I’ve lost count of the number of compounds I’ve worked on that have been pulled due to toxicity concerns; suffice it to say that it’s a very common thing. Every time it’s been something different, and it’s often not for any of the reasons I feared beforehand. I’ve often said here that if you don’t hold your breath when your drug candidate goes into its first two-week tox testing, then you haven’t been doing this stuff long enough.
Here’s the problem: giving new chemicals to animals to see if they get sick (and making animals sick so that we can see if they get better) are not things that are directly compatible with trying to keep animals from suffering. Ideally, we would want to do neither of those things. Fortunately, several factors all line up in the same direction to keep things moving toward that.
For one thing, animal testing is quite expensive. Only human testing is costlier. In this case, ethical concerns and capitalist principles manage to line up very well indeed. Doing assays in vitro is almost invariably faster and cheaper, so whenever we can confidently replace a direct animal observation with an assay on a dish, plate, or chip, we do. All that equipment I mentioned above has also cut down on the number of animals needed, and that trend is expected to continue as our measurements become more sensitive.
So things are lined up in the right direction. Any company that found a reliable way to eliminate any significant part of its animal testing would immediately find itself in a better competitive position.

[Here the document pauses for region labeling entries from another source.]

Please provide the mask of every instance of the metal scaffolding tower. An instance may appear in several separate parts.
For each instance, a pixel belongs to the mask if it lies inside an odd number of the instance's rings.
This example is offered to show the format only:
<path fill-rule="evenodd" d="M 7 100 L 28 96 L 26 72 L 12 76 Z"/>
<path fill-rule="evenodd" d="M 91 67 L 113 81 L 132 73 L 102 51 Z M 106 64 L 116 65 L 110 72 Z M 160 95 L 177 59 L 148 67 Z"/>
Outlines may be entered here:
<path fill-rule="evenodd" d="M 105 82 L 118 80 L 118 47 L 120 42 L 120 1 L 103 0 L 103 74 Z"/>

And for the existing tests, it’s also fortunate that unhappy animals give poor data. We want to observe them under the most normal conditions possible, not with stress hormones running through their systems, and a great deal of time and trouble (and money) goes toward that end. (In this case, it’s scientific principles that line up with ethical ones). Diseased animals are clearly going to be in worse shape than normal ones, but in these situation, too, we try to minimize all the other factors so we’re getting as clear a read as possible on changes in the disease itself.
So that’s my answer: we use animals because we have (as yet) no alternative. And our animal assays prove that to us over and over by surprising us with things we didn’t know, and that we would have had no other opportunity to learn. We’d very much like to be able to do things differently, since “differently” would surely mean “faster and more cheaply”. None of us enjoy it when our compounds sicken healthy animals, or have no effect on sick ones. Just the wasted time and effort alone is enough to make any drug discoverer think so. There are billions of dollars waiting to be picked up by anyone who finds a better way.